Coming into General Electric's (NYSE:GE) fourth-quarter earnings report, investors were focused on free cash flow. GE delivered a number that was much better than expected, helping shares to surge 11% higher at the open on Tuesday.
General Electric reported fourth-quarter adjusted earnings of $0.08 per share on revenue of $21.9 billion, falling a penny short of expectations on earnings but producing slightly better-than-expected revenue. But the real story was free cash flow. GE generated $4.4 billion in free cash flow from its industrials businesses in the quarter, nearly $2 billion more than what the company had forecast.
Strong healthcare sales generated a lot of that cash, but the upside was driven by a surprisingly robust renewables and power order book. GE also said it expects to generate between $2.5 billion and $4.5 billion in industrial free cash flow in 2021, an indication that it believes the momentum generated in the current quarter will carry over into the new year.
General Electric has been a chronic underperformer over much of the last decade, but the company is attempting a turnaround under CEO Larry Culp. GE has sold a number of businesses to pay down its debt, but needs to start posting results to make investors believe a recovery is taking hold.

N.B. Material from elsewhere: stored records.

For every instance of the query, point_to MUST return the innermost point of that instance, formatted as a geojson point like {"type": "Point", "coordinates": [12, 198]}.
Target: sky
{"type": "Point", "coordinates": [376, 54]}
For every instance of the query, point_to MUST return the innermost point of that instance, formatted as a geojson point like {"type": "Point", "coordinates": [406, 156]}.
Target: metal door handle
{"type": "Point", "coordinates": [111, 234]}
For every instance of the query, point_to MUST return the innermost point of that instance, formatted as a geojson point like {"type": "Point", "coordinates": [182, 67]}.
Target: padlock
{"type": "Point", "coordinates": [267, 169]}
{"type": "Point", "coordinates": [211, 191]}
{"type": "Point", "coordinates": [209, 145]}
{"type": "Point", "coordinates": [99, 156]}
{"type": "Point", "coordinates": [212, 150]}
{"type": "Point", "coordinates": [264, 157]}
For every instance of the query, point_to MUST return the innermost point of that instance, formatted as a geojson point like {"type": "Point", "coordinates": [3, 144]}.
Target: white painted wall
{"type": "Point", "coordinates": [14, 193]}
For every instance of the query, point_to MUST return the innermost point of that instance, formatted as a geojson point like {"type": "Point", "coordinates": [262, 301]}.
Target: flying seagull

In a statement, Culp said, "As 2020 progressed, we significantly improved GE's profitability and cash performance despite a still-difficult macro environment."
If there was a disappointment in the release, it was that GE does not expect its aviation unit to recover until the second half of 2021. Heading into 2020 aviation was expected to be a major driver of GE's turnaround story, but the COVID-19 pandemic and its impact on airlines has caused that business to sputter.
I wouldn't be surprised if that forecast proves to be conservative. GE is far from its heyday but quarter by quarter the company is making its case that its turnaround has taken hold and is sustainable. There is still work to be done, but GE shareholders are understandably pleased with the progress.